Another issue vexing users is robot traffic.

“If I’ve got a robotic floor scrubber and it will be deployed, fully autonomous, it’s going to build its own map,” said panel moderator Tom Ryden, executive director of MassRobotics. “And I’ve got a robot from Waypoint that’s moving goods and then I’ve got another pallet [mover], they all build their own maps, and they’re using their own maps, they are independent. So, there is no one Google Map for all these. What kind of problems does that cause?”
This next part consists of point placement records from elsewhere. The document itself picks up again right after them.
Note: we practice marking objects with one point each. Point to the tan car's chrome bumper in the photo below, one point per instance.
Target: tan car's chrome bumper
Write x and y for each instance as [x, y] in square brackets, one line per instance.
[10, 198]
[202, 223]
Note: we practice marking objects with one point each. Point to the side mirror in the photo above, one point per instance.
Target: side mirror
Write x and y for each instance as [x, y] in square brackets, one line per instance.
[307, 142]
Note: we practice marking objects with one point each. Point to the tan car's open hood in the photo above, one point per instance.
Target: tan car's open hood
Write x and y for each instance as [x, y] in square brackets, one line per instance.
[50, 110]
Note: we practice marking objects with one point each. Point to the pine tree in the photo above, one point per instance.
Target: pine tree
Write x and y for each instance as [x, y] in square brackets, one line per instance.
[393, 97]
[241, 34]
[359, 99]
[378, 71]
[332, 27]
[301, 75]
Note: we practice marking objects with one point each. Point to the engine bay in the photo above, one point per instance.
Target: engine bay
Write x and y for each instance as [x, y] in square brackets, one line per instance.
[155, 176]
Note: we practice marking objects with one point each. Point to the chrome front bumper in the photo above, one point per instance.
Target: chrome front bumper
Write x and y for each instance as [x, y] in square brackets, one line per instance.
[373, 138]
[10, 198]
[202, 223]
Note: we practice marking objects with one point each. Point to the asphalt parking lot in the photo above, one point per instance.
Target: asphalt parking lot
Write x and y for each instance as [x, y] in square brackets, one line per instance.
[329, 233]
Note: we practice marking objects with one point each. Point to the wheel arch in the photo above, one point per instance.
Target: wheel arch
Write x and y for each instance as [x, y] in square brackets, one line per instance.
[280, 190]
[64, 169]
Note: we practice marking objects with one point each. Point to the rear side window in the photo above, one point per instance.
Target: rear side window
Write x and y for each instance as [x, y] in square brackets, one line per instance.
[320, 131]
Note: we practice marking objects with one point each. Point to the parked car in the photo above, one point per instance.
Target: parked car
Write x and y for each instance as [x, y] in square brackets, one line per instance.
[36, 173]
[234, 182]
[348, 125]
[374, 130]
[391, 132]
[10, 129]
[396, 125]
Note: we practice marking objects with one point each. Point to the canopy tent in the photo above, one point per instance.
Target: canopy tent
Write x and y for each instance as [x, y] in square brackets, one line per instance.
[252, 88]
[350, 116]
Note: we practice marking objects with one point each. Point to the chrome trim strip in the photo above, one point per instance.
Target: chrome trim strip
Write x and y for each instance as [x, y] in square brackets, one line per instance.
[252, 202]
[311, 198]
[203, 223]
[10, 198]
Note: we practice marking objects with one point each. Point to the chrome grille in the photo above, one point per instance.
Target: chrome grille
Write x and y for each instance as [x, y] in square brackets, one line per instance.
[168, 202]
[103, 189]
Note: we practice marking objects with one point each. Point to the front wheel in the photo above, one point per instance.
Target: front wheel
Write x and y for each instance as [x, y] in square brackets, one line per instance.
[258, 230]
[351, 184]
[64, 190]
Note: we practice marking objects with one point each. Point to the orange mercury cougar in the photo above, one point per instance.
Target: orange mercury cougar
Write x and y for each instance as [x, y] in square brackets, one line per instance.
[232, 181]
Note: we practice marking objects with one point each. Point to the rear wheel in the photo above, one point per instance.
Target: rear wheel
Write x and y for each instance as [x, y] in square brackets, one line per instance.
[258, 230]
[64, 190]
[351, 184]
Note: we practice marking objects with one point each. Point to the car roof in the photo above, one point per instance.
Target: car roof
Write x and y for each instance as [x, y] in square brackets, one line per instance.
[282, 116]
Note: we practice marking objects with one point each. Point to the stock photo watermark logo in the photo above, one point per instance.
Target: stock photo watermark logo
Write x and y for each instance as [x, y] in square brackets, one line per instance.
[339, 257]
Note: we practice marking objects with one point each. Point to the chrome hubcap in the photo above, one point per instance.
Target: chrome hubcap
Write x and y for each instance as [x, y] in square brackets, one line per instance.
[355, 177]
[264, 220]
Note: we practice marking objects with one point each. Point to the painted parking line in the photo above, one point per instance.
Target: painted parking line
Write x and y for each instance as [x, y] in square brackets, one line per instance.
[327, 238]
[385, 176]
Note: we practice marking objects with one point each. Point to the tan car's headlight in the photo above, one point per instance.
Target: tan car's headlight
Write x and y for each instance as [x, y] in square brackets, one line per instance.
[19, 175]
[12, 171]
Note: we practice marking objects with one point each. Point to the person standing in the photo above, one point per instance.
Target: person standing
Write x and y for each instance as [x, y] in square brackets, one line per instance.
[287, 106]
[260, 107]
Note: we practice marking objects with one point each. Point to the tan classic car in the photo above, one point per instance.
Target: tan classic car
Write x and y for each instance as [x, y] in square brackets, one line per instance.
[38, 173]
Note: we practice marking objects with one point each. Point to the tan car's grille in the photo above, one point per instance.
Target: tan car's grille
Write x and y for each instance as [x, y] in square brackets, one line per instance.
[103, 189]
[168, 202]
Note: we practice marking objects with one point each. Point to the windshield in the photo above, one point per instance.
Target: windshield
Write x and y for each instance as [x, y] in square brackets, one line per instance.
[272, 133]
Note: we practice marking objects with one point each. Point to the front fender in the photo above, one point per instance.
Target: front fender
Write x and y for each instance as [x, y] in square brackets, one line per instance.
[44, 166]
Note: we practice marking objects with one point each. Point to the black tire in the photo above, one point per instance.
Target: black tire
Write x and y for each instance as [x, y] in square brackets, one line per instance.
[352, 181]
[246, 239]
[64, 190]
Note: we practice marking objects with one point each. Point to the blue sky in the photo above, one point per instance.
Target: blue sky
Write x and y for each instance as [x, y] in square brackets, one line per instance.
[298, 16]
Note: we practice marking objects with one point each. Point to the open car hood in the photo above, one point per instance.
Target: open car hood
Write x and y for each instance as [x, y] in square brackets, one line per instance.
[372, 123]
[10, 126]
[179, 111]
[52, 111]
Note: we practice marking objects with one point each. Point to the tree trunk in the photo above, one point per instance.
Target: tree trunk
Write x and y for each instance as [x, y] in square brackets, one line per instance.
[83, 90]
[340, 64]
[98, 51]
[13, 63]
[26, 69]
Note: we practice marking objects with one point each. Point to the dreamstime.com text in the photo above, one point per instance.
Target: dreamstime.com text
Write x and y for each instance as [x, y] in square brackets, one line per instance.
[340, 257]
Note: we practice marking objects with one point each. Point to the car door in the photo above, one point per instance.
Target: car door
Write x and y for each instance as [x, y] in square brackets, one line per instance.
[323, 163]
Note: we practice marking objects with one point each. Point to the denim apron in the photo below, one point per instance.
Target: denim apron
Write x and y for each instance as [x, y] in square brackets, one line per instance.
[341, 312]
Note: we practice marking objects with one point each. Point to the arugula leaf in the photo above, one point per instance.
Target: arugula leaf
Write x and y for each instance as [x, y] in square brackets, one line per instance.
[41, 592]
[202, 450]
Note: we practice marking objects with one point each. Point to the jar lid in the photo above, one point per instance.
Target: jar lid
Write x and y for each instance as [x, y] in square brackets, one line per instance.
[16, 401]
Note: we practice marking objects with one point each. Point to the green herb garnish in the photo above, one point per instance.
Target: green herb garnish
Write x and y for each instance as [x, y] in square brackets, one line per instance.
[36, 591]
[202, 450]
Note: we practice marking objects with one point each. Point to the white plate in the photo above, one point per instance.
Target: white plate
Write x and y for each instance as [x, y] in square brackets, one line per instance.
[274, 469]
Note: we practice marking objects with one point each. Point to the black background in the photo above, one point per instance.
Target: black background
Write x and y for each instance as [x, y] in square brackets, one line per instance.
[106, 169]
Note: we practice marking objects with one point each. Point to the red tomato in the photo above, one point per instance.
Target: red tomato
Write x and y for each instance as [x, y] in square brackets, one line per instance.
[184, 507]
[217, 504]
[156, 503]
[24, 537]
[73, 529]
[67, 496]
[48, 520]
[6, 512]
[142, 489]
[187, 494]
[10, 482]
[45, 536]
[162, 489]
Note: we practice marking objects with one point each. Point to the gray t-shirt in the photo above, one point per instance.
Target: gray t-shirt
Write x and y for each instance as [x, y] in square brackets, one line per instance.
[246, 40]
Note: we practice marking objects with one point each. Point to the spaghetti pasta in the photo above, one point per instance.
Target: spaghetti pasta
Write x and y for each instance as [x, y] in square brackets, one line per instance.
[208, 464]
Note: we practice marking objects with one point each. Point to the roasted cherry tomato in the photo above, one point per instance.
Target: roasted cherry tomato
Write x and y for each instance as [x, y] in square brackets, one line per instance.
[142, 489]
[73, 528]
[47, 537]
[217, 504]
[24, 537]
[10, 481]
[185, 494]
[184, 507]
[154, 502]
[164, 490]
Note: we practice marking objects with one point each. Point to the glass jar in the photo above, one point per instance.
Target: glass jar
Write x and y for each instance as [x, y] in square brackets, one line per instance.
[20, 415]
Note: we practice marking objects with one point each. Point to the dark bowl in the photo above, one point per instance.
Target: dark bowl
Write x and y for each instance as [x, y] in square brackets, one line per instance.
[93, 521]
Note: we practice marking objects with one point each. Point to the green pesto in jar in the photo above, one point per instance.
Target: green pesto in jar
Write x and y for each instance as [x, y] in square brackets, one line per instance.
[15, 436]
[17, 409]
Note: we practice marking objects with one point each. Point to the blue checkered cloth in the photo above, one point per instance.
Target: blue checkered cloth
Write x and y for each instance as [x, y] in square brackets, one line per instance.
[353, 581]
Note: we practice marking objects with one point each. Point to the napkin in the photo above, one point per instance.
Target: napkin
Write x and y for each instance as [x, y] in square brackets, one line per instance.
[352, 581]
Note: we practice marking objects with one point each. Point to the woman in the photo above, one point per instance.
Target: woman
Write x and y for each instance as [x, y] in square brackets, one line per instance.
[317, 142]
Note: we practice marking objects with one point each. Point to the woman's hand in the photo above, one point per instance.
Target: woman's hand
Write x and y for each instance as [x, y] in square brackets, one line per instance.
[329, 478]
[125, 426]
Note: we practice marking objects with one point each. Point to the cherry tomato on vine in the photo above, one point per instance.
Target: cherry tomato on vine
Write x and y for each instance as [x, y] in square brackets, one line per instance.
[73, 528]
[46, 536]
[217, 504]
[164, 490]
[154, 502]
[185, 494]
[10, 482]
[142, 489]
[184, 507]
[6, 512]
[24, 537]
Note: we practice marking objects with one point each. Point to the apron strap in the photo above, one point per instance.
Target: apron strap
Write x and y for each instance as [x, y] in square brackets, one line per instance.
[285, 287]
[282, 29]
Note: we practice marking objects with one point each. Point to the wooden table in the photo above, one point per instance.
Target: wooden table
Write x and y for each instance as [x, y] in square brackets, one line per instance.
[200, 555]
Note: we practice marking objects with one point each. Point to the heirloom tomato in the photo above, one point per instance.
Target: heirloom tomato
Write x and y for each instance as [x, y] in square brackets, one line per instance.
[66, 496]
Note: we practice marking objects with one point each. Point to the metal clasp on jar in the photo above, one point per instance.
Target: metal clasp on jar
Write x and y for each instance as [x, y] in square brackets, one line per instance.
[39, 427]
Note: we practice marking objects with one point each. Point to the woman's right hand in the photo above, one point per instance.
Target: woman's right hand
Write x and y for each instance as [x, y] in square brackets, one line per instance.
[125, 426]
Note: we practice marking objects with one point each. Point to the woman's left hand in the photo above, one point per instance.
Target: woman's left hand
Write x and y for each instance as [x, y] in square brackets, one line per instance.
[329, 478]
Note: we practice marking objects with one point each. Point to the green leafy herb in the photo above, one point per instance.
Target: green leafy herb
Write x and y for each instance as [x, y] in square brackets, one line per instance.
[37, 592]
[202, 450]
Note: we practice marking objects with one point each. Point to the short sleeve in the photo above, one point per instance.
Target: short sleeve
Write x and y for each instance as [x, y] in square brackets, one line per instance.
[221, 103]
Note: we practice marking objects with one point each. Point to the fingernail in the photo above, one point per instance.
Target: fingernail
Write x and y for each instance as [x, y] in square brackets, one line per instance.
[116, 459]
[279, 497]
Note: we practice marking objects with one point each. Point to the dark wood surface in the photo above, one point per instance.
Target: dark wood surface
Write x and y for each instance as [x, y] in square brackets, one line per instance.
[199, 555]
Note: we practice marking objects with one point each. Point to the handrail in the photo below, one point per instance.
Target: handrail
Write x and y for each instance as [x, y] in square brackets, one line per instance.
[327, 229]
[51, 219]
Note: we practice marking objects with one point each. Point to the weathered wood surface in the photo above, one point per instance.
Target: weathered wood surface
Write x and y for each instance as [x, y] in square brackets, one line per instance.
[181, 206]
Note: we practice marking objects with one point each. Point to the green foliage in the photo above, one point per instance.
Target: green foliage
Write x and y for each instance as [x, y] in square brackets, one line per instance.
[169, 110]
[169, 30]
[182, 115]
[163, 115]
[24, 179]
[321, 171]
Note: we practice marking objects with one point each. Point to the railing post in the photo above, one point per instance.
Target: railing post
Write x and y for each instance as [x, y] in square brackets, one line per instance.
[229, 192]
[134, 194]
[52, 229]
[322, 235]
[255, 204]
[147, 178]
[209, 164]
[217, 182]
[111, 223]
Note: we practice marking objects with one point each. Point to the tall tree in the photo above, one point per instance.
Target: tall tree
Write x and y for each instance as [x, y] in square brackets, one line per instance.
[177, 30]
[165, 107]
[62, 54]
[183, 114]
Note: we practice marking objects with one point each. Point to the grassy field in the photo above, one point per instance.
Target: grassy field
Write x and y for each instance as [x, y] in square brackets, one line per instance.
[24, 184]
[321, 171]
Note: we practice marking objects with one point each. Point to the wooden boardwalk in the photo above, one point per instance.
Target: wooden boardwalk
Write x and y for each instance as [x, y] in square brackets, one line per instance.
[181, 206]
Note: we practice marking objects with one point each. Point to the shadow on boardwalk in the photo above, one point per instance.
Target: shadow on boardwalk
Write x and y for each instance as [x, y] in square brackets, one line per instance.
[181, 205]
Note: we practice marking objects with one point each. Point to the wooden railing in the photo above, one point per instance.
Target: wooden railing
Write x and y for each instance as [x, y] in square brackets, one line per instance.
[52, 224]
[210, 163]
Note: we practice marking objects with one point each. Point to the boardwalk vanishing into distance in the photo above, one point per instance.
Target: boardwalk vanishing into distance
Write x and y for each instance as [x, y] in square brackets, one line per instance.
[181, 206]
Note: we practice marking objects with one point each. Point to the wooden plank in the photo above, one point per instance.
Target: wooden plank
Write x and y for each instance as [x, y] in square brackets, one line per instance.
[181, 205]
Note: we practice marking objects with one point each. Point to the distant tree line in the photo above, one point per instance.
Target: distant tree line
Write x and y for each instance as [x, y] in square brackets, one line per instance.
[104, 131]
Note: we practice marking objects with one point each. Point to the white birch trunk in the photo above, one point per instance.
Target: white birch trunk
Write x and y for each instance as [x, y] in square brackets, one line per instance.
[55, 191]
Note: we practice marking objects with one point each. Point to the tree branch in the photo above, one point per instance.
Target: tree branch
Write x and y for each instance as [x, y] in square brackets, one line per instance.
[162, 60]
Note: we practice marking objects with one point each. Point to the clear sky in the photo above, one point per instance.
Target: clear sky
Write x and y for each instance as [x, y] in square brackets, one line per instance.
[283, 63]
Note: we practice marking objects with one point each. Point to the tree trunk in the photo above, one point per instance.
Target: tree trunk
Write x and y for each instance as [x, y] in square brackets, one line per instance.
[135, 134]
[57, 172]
Gerkey recalled the various robots at his hospital client in Singapore.

“Those robots are from different vendors, and so each one offers its own command-and-control system, the vendors have their own fleet-management systems, they don’t share maps, and they don’t talk to each other at all,” he said. “At best, they treat each other as obstacles to avoid, and that’s it.”

Said Walker, “The problem with not having the same map to share between them is you don’t have that common frame of reference, so that each robot can understand what you mean when the top-level fleet manager says, ‘There is something at the start of aisle five,’ everybody must know what aisle five means so they don’t send a robot there at that time.”

One of the reasons shared mapping is so hard is that each robot makes its own map via onboard sensors. The map depends on where in space the sensor is. “If it’s a foot off the ground, it sees a bunch of tables,” Walker said. “If it’s four feet off the ground, it’s wide open. That difference is true at every level.”

A solution referenced in the standard is a common coordinate framework. With a framework in place, mathematics can help interpret the data from one robot for any other robot as long as they have some common coordinates. “So, basically, the standard is providing a common set of data from all of these platforms,” said Ryden. “You don’t have to have all the data, but if you have some of it, you make what data you do have available, and then some upper-level management software can be written to understand what AMRs you have on the floor, and then [can] create a common map or common view, so they understand the movements.”

AMRs also contend for charging space—and each uses unique charging equipment. The answer, Walker said, is to have universal wireless charging.

“Whoever shows up first [at a facility] puts in all the charging stations,” he said. “Whoever shows up second puts the wireless system on their robots, and then they can share these resources.”

Gerkey said his company has adopted interoperable wireless charging too. “We’re [also] working with a company that builds an aftermarket adapter kit that will make any AMR into a wirelessly chargeable one,” he said. “And the charging station has a vertical stage that brings the antenna up and down to match the height.”